The weakened abdominal muscles may lead to other muscle groups, particularly those in the back, overcompensating to maintain stability. This increased workload on the back muscles can result in chronic tension, muscle strain, and spasms. Studies indicate that individuals with incisional hernias show a significant reduction in abdominal strength, sometimes by as much as 20%, which can directly impact spinal support.
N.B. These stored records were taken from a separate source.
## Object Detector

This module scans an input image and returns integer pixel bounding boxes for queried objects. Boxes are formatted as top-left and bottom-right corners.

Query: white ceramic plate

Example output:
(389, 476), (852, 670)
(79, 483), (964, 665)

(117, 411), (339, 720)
An incisional hernia can also directly irritate or compress nerves in the abdominal wall, leading to pain felt in the back. If these nerves become entrapped or damaged by the hernia, pain can radiate to the lower abdomen, groin, or upper thigh, and manifest as back pain. This is known as referred pain, where discomfort is perceived in an area different from its source due to shared nerve pathways.
Recognizing Associated Symptoms
While back pain can be a symptom, an incisional hernia typically presents with other common signs. The most apparent is often a visible bulge or lump at or near the site of a previous surgical incision. This protrusion may become more noticeable when standing, coughing, or straining, and might recede when lying down.
Discomfort, aching, or localized pain directly at the incision site is common and tends to worsen with activity. A feeling of pressure or heaviness in the abdomen is also commonly reported. If the hernia involves bowel loops, digestive issues such as constipation, bloating, or a feeling of fullness can occur. Any sudden severe pain, redness, or fever in the area could indicate a complication like strangulation, which requires immediate medical attention.
Diagnosis and Treatment Approaches
Diagnosing an incisional hernia typically begins with a thorough physical examination. The provider will often inspect and palpate the abdominal area, asking the individual to cough or strain to make the bulge more apparent. For smaller or less obvious hernias, imaging tests like ultrasound, CT scans, or MRI may be used to confirm the diagnosis and assess characteristics.
Treatment depends on the hernia’s size, symptoms, and potential for complications. For very small hernias causing no discomfort, watchful waiting might be recommended. Lifestyle adjustments are often advised, such as managing weight, avoiding heavy lifting, and addressing chronic cough or constipation to prevent worsening.
Surgical repair is frequently the definitive treatment, especially if the hernia is causing pain, growing larger, or leading to complications. Common surgical techniques include open repair, where an incision is made to push the tissue back and close the opening. Laparoscopic or robotic-assisted repair involves smaller incisions and specialized instruments. A surgical mesh is often used to strengthen the weakened abdominal wall and reduce recurrence. Successful repair can resolve associated back pain by restoring abdominal wall integrity and alleviating pressure on nerves and muscles.